The early 16th century gateway to the original Manor HouseThe early 16th century gateway to the original Manor House (demolished in 1851-3). Pevsner describes it as "an uncommonly lavish piece of Early Tudor brickwork, rising in three stepped stages and adorned with corbelled-out panels of terracotta with coats of arms". (A. Nicholson, 2001).

Seven Thanes had seven manors or mansions here,’ says Thoroton in referring to Rampton in Saxon times. The village stands within a mile or two of the Trent along the Lincolnshire border, and has been the residence of ancient and eminent families. After the Conquest that mighty Norman warrior, Roger de Builli, became possessed of the lands of the Saxon nobles, and succeeding him one of the earliest owners of whom definite mention is made is Nigellus de Rampton, whose daughter. carried it by marriage to Robert Malluvell. This family became extinct in the male line, after which the manor came by other marriage alliances into the possession of the Stanhopes, who held it for six generations, when Saunchia Stanhope married John Babington, and the Babingtons retained it for four generations more. John Babington married a daughter of Hercy Nevile, of Grove, and on his death left as his co-heiresses his two daughters, Barbara and Elizabeth. Widow Babington took for her second husband Anthony Eyre, who had a son, Gervase. This son fell in love with Elizabeth, the heiress of a moiety, and he purchased the other moiety which was the portion of Barbara.

Rampton has remained in the hands of the gallant family of Eyre ever since. Its members come of ancient lineage, for William le Eyre of Hope held lands of Henry III., in capite, by the service of the custody of the Forest of the Peak in Derbyshire. From him was descended Gervase Eyre, who took a prominent part on the side of the Royalists in the wars of Charles I.’s time. He was given the command of a troop of horse, and participated in the many conflicts by which the Newark cavalry succeeded in making itself conspicuous for its bravery and prowess.

When the ancient castle was besieged, and Prince Rupert hastened to its relief, Sir Gervase Eyre’s regiment of horse was entrusted with the duty of preventing the two wings of the enemy’s forces from uniting.

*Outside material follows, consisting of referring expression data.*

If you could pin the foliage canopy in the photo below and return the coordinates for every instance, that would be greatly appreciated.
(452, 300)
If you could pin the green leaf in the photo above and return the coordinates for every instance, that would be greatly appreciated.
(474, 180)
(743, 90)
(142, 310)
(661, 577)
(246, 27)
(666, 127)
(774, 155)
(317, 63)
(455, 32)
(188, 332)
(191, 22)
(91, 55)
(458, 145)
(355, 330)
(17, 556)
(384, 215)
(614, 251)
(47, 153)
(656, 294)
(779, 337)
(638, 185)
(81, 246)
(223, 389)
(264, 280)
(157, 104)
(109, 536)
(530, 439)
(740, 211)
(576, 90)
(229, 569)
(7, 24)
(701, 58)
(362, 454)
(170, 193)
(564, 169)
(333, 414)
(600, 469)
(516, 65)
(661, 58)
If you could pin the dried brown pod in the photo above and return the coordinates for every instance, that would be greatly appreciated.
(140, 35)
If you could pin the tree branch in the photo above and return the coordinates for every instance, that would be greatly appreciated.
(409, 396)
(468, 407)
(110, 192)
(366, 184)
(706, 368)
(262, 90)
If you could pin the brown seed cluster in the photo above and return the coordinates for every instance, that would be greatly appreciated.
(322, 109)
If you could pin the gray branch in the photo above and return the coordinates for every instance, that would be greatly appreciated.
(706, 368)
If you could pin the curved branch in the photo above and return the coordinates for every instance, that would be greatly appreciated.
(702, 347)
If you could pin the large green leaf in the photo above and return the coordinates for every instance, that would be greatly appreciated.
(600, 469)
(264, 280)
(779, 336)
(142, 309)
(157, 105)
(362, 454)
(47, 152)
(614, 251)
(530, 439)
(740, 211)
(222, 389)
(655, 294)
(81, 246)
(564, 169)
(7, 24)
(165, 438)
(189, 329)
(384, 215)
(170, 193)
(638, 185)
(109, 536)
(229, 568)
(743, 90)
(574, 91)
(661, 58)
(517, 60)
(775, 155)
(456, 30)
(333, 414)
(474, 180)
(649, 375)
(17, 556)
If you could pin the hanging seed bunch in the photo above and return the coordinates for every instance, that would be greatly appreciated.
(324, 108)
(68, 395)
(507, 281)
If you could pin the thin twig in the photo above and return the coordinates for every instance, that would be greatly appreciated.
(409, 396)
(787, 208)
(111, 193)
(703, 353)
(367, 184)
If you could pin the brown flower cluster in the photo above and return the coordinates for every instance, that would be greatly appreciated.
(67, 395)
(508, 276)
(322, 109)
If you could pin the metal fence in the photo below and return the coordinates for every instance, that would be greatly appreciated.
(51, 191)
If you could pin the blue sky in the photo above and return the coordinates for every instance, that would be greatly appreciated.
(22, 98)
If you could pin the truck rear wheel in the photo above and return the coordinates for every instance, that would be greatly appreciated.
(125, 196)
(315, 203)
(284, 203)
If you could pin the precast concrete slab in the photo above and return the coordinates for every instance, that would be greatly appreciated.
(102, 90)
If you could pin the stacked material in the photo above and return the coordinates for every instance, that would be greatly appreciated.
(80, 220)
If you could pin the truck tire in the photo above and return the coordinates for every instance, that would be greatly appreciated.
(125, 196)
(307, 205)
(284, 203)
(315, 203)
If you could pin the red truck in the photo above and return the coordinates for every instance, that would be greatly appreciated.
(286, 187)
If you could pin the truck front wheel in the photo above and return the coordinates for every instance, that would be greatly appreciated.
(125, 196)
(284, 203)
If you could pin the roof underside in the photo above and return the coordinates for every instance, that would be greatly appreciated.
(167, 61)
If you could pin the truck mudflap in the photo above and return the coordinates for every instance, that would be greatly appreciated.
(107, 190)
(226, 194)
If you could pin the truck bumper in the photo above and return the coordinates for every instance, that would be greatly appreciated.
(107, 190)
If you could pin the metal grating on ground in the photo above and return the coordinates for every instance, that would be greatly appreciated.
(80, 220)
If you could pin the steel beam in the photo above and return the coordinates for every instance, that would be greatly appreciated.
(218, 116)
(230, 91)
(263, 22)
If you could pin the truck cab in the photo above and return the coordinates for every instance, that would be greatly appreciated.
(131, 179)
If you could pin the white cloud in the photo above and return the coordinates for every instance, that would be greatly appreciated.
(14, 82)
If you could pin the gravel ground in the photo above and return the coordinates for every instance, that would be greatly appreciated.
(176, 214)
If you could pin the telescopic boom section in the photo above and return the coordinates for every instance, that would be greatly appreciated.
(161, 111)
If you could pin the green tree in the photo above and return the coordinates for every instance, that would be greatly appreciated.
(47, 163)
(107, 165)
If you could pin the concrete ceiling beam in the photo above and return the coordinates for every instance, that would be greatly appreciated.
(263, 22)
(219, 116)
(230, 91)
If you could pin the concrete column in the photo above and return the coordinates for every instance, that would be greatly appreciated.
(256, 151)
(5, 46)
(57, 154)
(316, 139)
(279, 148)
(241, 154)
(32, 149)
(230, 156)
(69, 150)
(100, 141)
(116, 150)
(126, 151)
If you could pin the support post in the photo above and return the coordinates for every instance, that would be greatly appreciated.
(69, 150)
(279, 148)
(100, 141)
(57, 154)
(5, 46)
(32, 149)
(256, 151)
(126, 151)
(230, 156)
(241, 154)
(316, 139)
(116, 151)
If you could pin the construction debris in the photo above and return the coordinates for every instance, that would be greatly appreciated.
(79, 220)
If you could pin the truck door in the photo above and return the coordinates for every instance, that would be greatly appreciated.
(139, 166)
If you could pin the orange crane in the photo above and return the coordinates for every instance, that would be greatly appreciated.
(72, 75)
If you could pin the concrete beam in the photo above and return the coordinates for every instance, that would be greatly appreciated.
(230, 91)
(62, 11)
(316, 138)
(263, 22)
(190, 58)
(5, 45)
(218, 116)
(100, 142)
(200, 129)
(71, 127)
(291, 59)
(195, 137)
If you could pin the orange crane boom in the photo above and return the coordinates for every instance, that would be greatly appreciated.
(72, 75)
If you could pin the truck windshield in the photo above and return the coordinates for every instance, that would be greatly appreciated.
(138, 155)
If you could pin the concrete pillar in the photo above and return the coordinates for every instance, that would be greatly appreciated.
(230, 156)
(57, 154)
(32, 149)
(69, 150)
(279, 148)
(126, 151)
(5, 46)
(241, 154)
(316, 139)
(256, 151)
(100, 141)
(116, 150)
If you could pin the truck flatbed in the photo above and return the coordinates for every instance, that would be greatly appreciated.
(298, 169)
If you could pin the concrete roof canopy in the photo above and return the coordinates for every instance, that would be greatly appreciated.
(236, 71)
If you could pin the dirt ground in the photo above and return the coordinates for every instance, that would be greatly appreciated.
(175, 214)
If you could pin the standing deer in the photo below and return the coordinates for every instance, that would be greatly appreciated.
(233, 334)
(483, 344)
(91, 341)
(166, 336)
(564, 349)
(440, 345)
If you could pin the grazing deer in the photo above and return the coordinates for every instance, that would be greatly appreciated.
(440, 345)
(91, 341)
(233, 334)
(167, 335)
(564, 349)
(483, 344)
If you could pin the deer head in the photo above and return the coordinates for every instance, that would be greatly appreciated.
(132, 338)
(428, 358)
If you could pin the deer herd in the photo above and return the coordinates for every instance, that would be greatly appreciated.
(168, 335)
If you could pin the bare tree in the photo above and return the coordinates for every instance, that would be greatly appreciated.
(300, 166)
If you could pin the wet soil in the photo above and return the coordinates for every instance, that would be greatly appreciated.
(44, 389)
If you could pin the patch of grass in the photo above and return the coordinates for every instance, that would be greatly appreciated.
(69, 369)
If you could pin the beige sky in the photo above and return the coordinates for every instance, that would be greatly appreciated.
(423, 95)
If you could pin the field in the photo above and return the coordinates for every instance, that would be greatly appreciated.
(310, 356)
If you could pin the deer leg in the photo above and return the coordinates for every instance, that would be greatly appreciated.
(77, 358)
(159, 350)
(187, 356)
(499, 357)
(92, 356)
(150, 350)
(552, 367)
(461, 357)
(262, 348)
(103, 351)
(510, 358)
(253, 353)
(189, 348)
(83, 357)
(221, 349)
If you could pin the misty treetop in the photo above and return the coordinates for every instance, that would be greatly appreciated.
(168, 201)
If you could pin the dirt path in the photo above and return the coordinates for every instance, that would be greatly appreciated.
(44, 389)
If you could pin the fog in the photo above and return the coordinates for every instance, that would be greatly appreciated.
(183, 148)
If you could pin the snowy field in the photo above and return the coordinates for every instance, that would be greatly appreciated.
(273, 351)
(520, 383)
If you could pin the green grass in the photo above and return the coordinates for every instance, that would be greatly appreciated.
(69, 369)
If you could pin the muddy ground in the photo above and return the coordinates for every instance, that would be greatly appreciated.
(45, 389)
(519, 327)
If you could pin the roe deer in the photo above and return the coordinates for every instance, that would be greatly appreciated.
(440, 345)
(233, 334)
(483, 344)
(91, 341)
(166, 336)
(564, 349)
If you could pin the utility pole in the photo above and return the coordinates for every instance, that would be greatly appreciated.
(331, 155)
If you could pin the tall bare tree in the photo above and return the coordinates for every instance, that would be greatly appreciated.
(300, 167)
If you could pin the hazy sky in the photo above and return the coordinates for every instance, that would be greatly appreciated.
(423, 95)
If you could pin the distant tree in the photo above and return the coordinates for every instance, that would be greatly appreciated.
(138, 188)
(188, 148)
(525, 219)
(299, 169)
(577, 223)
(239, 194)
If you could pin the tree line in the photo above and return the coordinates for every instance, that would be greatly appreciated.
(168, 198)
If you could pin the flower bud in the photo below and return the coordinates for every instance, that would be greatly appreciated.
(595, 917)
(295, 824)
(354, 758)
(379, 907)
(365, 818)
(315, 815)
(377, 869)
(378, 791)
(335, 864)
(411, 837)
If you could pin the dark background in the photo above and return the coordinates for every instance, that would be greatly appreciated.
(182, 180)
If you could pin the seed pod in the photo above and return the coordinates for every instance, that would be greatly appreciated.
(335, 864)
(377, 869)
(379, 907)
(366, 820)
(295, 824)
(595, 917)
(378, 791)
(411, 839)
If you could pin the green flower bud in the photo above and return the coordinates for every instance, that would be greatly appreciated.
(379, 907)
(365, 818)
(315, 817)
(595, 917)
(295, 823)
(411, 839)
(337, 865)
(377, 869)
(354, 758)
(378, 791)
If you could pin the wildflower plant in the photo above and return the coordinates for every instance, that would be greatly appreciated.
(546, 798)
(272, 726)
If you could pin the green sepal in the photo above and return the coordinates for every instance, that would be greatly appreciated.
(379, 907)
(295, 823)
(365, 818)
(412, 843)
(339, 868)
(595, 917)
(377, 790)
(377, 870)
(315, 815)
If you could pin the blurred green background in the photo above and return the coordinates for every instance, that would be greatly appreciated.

In 1645 the gallant soldier was slain in action, and his body was interred at Rampton, where there is a brass inscribed to his memory.

Throsby speaks of the house which Sir Gervase and his predecessors, the Babingtons, occupied as ‘a large old mansion, built so long back as the time of Henry VIII.’ Only a fine stone gateway which led to it now remains, at the north-east corner of the churchyard, for the house was taken down about 1730, and the family removed to Grove, where they had a residence. The village saw little of its owners for about a century, but in 1853 they again made it their home, and a splendid Elizabethan mansion uprose worthy of its possessors.

All Saints' church, Rampton.
All Saints' church, Rampton. The church contains Early English and Perpendicular fabric (A. Nicholson, 2001).

The ancient church contains many memorials of the Stanhopes, Babingtons, and Eyres. In one of them Gervase Eyre, who represented the county in Parliament, is described as entitled to the favour of ‘all true friends of the Church and Constitution’; while his mother, Lady Packington, was so esteemed for her piety that the authorship of a once popular book, ‘The Whole Duty of Man,’ was attributed to her. There is also a tablet to the memory of Vice-Admiral Sir George Eyre, K.C.B., G.C.M.G., who died in 1839, after having seen much active service in the French wars; while another tells of the sacrifices the Eyres have made in the cause of their country in later times. Lieutenant Eyre was killed in the Ashantee War in 1874, when only twenty-three years old, and his father, Lieutenant-General Sir William Eyre, was one of the heroes of the Crimea.

Rampton now belongs to Colonel Eyre, C.B., the much esteemed member for the Gainsborough Division, who was wounded in the attack on the Redan, and was at the siege of Lucknow during the Indian Mutiny.